The U.S. dollar remained largely stable on Monday after the first round of diplomatic talks between the United States and Iran concluded with signs of progress, although lingering geopolitical risks continued to keep investors cautious.
According to a joint statement issued by mediators Qatar and Pakistan, Washington and Tehran agreed on a framework aimed at reaching a final agreement within 60 days. The announcement raised hopes for a broader resolution to tensions in the Middle East, a region that has heavily influenced global financial markets and energy prices in recent months.
The agreement also included steps to reduce regional conflict, including a mechanism designed to end hostilities in Lebanon and the establishment of communication channels to ensure the safe movement of commercial vessels through the strategically important Strait of Hormuz. Despite the positive developments, market sentiment remained fragile after U.S. President Donald Trump warned that military action could resume if negotiations fail, while Iran confirmed the closure of the critical shipping route.

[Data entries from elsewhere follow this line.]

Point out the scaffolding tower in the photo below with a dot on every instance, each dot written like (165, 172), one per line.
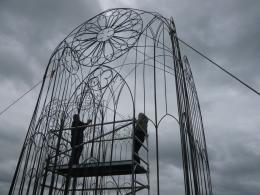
(118, 64)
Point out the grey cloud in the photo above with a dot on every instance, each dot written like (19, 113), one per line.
(228, 31)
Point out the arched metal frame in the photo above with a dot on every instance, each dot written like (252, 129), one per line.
(117, 64)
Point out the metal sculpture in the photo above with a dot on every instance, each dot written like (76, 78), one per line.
(109, 69)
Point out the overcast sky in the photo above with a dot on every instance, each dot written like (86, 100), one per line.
(226, 30)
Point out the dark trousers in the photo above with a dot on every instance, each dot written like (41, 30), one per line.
(137, 146)
(75, 155)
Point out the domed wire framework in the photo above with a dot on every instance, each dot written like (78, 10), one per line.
(109, 69)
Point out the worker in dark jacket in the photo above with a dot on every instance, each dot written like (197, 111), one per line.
(77, 135)
(140, 134)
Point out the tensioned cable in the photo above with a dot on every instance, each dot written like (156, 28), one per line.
(220, 67)
(188, 45)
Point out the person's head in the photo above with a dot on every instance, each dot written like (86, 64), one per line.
(142, 117)
(76, 117)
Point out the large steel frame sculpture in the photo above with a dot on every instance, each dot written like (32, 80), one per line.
(117, 64)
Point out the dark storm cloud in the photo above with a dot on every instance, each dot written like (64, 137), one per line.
(228, 31)
(31, 30)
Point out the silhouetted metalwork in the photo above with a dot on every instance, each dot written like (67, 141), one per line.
(118, 65)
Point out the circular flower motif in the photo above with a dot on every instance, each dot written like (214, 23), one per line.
(106, 37)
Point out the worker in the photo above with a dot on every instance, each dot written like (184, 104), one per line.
(77, 135)
(140, 134)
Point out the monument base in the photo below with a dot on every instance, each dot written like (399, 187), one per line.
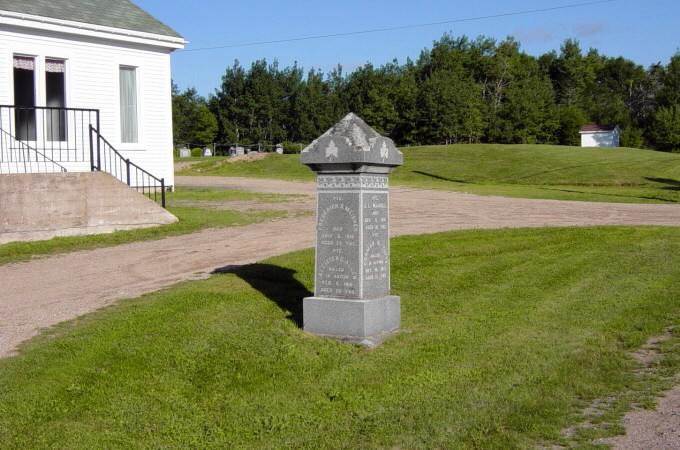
(365, 322)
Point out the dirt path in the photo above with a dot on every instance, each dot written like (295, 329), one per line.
(647, 429)
(44, 292)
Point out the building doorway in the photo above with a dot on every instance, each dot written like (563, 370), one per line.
(24, 98)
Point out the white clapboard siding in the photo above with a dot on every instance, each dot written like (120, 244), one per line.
(92, 79)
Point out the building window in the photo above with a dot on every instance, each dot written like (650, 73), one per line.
(24, 98)
(55, 97)
(128, 105)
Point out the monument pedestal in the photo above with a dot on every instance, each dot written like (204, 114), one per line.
(365, 322)
(352, 300)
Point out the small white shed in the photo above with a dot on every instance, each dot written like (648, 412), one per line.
(593, 135)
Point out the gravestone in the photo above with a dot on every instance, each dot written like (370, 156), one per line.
(352, 298)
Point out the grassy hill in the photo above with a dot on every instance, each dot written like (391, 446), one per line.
(532, 171)
(507, 336)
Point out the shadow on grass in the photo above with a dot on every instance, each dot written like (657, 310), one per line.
(438, 177)
(276, 283)
(670, 184)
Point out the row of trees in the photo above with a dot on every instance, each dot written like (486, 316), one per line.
(461, 90)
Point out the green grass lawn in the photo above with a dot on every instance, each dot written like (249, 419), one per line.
(530, 171)
(507, 336)
(193, 215)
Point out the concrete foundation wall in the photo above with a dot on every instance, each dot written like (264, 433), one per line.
(43, 206)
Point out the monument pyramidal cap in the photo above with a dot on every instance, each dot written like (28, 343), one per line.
(352, 300)
(352, 141)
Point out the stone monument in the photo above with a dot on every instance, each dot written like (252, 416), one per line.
(352, 300)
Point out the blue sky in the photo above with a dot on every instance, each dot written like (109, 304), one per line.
(645, 31)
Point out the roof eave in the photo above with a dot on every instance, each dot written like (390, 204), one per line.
(92, 30)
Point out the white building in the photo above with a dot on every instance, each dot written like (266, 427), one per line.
(593, 135)
(85, 85)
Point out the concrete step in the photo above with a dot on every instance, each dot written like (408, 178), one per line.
(41, 206)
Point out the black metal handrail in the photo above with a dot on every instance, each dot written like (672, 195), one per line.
(19, 157)
(105, 158)
(60, 134)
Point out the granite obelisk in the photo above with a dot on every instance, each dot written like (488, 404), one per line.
(352, 300)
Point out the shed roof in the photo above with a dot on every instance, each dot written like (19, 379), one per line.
(596, 128)
(108, 13)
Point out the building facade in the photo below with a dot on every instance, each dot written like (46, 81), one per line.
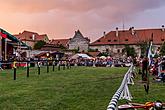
(30, 38)
(114, 42)
(79, 42)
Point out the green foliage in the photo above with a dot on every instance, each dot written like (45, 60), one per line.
(92, 50)
(130, 51)
(104, 54)
(39, 44)
(62, 47)
(143, 46)
(84, 88)
(162, 49)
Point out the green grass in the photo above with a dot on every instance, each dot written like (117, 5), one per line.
(79, 88)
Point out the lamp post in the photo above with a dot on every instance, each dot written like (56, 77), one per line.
(47, 54)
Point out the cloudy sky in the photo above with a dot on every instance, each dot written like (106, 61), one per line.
(60, 18)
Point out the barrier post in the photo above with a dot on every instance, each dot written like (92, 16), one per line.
(28, 69)
(47, 66)
(38, 68)
(59, 65)
(53, 65)
(15, 70)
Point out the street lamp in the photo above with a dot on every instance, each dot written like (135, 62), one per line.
(47, 54)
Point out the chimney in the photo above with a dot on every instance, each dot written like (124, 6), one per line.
(33, 37)
(104, 33)
(132, 31)
(117, 32)
(163, 28)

Oil prices reacted positively to the diplomatic breakthrough, with Brent crude futures falling more than 1% to around $79.36 per barrel. Analysts noted that while energy markets remain fundamentally tight, currency and commodity markets, including gold, are likely to remain sensitive to developments in the Middle East.
In the foreign exchange market, GBP/USD fell 0.21% to $1.3210 as traders evaluated political uncertainty in the United Kingdom. Prime Minister Keir Starmer’s future came under scrutiny following rival Andy Burnham’s decisive parliamentary election victory. However, analysts at OCBC maintained a neutral outlook on the British pound, suggesting the initial weakness may not persist if fiscal policies remain unchanged.
The euro recovered some losses to trade near $1.1465, while the Australian dollar held steady around $0.7011 and the New Zealand dollar traded near $0.5730.
Meanwhile, the Japanese yen weakened to 161.55 per dollar, hovering close to multi-decade lows. Market participants remain focused on the growing interest-rate gap between the United States and Japan, with expectations that further Federal Reserve tightening could continue supporting USD/JPY.
U.S. Treasury yields also climbed, with the 2-year yield reaching 4.23%, reflecting expectations for additional Federal Reserve rate hikes this year. Traders are currently pricing in approximately 43 basis points of tightening, with a quarter-point increase fully expected by September.
As investors monitor geopolitical developments, central bank policy and interest-rate expectations remain key drivers for currency markets, particularly the U.S. dollar, GBP/USD, USD/JPY, and broader forex trading activity.